Resolved 💬 3 comments Opened Feb 23, 2026 by marcelocantos Closed Feb 26, 2026

Preflight Checklist

  • [x] I have searched existing requests and this feature hasn't been requested yet
  • [x] This is a single feature request (not multiple features)

Problem Statement

Context compaction currently runs synchronously when the context window is nearly full, causing a noticeable pause that disrupts workflow. The entire conversation history must be summarized in one blocking operation. In long sessions, this pause can be quite significant.

Related: #26026 describes the same pain point ("stop-the-world" compaction) but proposes incremental compaction in general terms. This issue proposes a specific, complementary mechanism.

Proposed Solution

Background pre-computation with differential top-up:

  1. Start summarizing early, in the background. When context usage crosses a threshold (e.g. 60-70%), begin generating a summary of the conversation so far as a background task — while the user continues working normally.
  1. When compaction is actually needed, only the delta (messages added since the background summary started) needs to be processed.

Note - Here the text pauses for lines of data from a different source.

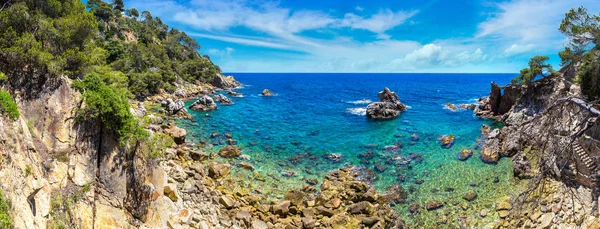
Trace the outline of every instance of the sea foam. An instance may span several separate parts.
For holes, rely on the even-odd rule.
[[[353,114],[353,115],[365,116],[365,115],[367,115],[367,108],[363,108],[363,107],[348,108],[348,109],[346,109],[346,112]]]
[[[355,100],[355,101],[347,101],[345,103],[359,105],[359,104],[369,104],[372,102],[373,101],[368,100],[368,99],[361,99],[361,100]]]

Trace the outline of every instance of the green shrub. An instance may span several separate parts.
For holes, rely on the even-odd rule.
[[[0,110],[7,114],[12,120],[16,120],[20,116],[17,104],[8,91],[0,91]]]
[[[589,100],[600,98],[600,60],[595,57],[594,52],[584,56],[577,78],[581,84],[581,92]]]
[[[134,138],[146,139],[148,133],[138,125],[138,121],[129,110],[126,88],[121,88],[109,76],[92,73],[73,86],[83,93],[86,104],[80,118],[95,119],[103,128],[114,131],[122,144]]]
[[[12,228],[12,221],[10,220],[8,210],[8,202],[6,202],[2,190],[0,190],[0,228]]]
[[[171,136],[156,133],[146,142],[148,147],[146,154],[150,158],[160,158],[164,155],[165,150],[174,143]]]

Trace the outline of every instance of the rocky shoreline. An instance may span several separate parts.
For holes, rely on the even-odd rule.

This small differential summary is merged with the pre-computed one.
  1. Result: The blocking pause is reduced from "summarize the entire conversation" to "summarize the few recent messages and merge." The wall-clock stall drops dramatically.

This is analogous to how modern garbage collectors (G1, ZGC) do concurrent marking in the background and only pause briefly for a final reconciliation — the same insight noted in #26026, but here as a concrete implementation approach.

Key insight

Even if the background summary becomes somewhat stale (because the conversation extended or changed direction), a stale partial summary + small top-up is far faster than summarizing everything from scratch.

Alternative Solutions

  • Incremental compaction during idle time (#26026) — complementary but different; that approach compacts older turns during gaps, whereas this pre-computes a full summary in the background.
  • User-triggered /compact — helps with timing but doesn't reduce the pause duration itself.
  • Larger context windows — delays the problem but doesn't eliminate it.

Priority

Medium - Would be very helpful

Feature Category

Performance and speed

Use Case Example

  1. Developer is in a 2-hour session iterating on a feature
  2. At ~70% context usage, background summarization begins (invisible to user)
  3. User continues working — editing files, running tests, reviewing output
  4. At ~95% context usage, compaction triggers
  5. Instead of summarizing 2 hours of conversation from scratch (10-20s pause), the system merges the pre-computed summary with the last ~10 minutes of new messages (1-2s pause)
  6. Developer barely notices and stays in flow

Additional Context

This approach has a nice property: the background summary can be progressively refined. If context usage grows slowly, the system could re-run the background summary periodically, keeping the delta small. The marginal cost of each background pass is just API compute during otherwise-idle time.